WCAG Document Standards

The web accessibility standard's document-applicable requirements — the criteria automated tagging is built against.

WCAG document standards refer to the application of the Web Content Accessibility Guidelines — the internationally recognized accessibility standard developed primarily for web content — to documents specifically, since many of WCAG's success criteria apply directly to document accessibility even though the standard wasn't authored with PDFs and Office documents as its primary target. Organizations subject to accessibility regulations (Section 508 in the US public sector and its contractors, the European Accessibility Act, and various national equivalents) frequently reference WCAG conformance levels — A, AA, AAA, with AA being the most commonly required baseline — as the measurable standard their documents must meet, making WCAG the de facto benchmark that automated accessibility tagging and remediation pipelines are built and tested against.
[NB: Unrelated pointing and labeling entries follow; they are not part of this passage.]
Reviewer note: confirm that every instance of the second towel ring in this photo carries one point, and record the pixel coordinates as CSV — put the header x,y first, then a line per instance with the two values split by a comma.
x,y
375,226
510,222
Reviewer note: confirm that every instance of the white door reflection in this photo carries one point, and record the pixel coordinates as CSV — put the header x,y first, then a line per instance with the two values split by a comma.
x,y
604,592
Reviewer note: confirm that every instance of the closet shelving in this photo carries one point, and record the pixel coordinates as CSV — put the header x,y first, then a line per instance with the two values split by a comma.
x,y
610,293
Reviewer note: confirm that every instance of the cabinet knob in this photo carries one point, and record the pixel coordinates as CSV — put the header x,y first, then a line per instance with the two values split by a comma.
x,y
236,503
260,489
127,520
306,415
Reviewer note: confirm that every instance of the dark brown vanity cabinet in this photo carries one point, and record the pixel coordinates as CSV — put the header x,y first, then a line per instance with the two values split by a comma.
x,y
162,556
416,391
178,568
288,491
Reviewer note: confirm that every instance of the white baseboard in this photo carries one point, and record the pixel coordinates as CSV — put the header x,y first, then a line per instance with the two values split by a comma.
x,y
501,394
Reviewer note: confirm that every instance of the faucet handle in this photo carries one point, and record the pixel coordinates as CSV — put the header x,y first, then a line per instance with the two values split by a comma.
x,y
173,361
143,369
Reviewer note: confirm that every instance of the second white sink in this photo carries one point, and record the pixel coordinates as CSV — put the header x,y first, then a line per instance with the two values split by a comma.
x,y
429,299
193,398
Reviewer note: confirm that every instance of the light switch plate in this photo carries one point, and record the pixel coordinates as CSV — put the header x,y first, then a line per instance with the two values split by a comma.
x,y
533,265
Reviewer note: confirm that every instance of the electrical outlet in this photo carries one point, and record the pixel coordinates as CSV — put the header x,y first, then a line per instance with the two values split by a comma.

The specific WCAG success criteria most relevant to documents map closely onto themes this glossary's accessibility entries address individually: perceivable content requires text alternatives for non-text content (the alt-text generation this glossary's figure-extraction and automated-tagging entries describe), sufficient color contrast (relevant to both born-accessible document creation and the low-vision-enhancement entry's concerns), and content presentable without relying on visual characteristics alone (a document that conveys meaning only through color, for instance, fails this criterion regardless of how well-tagged its structure otherwise is). Operable and understandable criteria extend to navigable structure (heading hierarchy that supports the screen-reader navigation this glossary's compatibility entry describes) and consistent, predictable organization. Robust criteria require that content work reliably across assistive technologies — a practical requirement that's exactly what proper tagging, as distinct from merely visually-correct-looking formatting, is meant to guarantee.

For document AI programs building automated remediation pipelines, WCAG's success criteria function as the concrete, testable target that structural and semantic tagging aims to satisfy — automated checkers can verify many criteria mechanically (is there alt text present, is heading hierarchy well-formed, does color contrast meet the numeric threshold), which is precisely why automated accessibility tagging pipelines can validate their own output against WCAG criteria as a quality gate before human review, reserving human judgment for the criteria automated checking can't fully assess (is the alt text actually meaningful, does the reading order actually make sense) rather than requiring exhaustive manual review of every criterion on every document — the same automation-plus-targeted-human-verification pattern this glossary applies throughout its accessibility and quality-assurance entries.